While "parental rights" (for a few people representing offended parents to remove access for everyone in a classroom, school, school district, or library district) is a part of the nationwide pushes for censorship, most of the book challenges were not introduced by parents of students.



There will be more information—and graphics!—shared in the next two weeks.

3aspirit
sep 20, 2022, 5:29 pm

It's here! Banned Books Week started last Sunday and ends this Saturday.



Is there a particular book you're focusing on this week?

4aspirit
sep 20, 2022, 5:44 pm

Event Announcement: How to Fight Book Bans in Your Community



New day, new censorship! Attempts to remove books from school and public libraries are on the rise, leaving many librarians and members of the communities they support with a sense of powerlessness. But you are not alone! Learn about ways you can support libraries and combat censorship from experienced activists who have been defending the right to read in their communities. Join a conversation about community organizing and fighting book bans with Cameron Samuels, Banned Books Week Youth Honorary Chair and student activist from Katy, Texas; Jen Cousins and Stephana Ferrell, co-founders of the Florida Freedom to Read Project; and Carolyn Foote, co-founder of Freadom Fighters.

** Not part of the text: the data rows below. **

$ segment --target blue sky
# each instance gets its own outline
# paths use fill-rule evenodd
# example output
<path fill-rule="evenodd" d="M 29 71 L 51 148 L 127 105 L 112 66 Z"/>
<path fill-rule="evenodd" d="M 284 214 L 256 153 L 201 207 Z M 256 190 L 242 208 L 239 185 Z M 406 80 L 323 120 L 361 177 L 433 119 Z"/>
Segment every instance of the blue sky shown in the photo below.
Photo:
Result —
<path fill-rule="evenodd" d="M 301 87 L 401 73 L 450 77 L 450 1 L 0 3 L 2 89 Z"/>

This is a webinar to be held tomorrow, Sep 21, 2022, at 1:30 PM Central Time (US and Canada). Here's what that time means across the continent.

Pacific: 11:30 PM
Mountain: 12:30 PM
Eastern: 2:30 PM

Register for the webinar through Zoom.

Registration: https://ala-events.zoom.us/webinar/register/WN_Tlx2eiVJRyCoAWdLWx0c0A

Zoom Privacy Statement: https://explore.zoom.us/en/privacy/

5elenchus
sep 21, 2022, 11:30 am

The trends aren't new, but remain worrisome. My impression continues to be that the "concerns" raised by banners largely are disingenuous. It's not the books or ideas that disturb them, it's certain people whom banners believe they can control and repress (in part) by banning these books.

I'm not planning to read any of the titles highlighted, but continue to read others "like them".

6aspirit
sep 22, 2022, 3:33 pm

>5 elenchus: I suspect that with how many books have been targeted, it's easy to read a banned or challenged without knowing, especially if the books you read have anything in common with last year's Top Ten.

7aspirit
Bewerkt: sep 22, 2022, 3:42 pm

Event Recording: Restricted Access: An American History of Book Banning
held at the New York Public Library yesterday (94 minutes)

https://www.infodocket.com/2022/09/22/video-recording-of-nypl-pen-america-event-...

Featuring:

• André De Shields, reading Toni Morrison
Laurie Halse Anderson, author of the banned book Speak
Farah Jasmine Griffin, author of Read Until You Understand
Whitney Strub, Associate Professor of American Studies and Women’s and Gender Studies at Rutgers University
Amy Werbel, author of Lust on Trial: Censorship and the Rise of American Obscenity in the Age of Anthony Comstock
• Moderator Ali Velshi, host of MSNBC’s Velshi

8aspirit
sep 30, 2022, 4:54 pm

I'm surprised didn't see this Today (Sep 13) video shared or mentioned anywhere within Banned Books Week.

First Lady Jill Biden answered an interviewer's indirect question about "Which books should be in our school libraries?" She asserted, "All books belong in the library. All books. This is America. We don't ban books."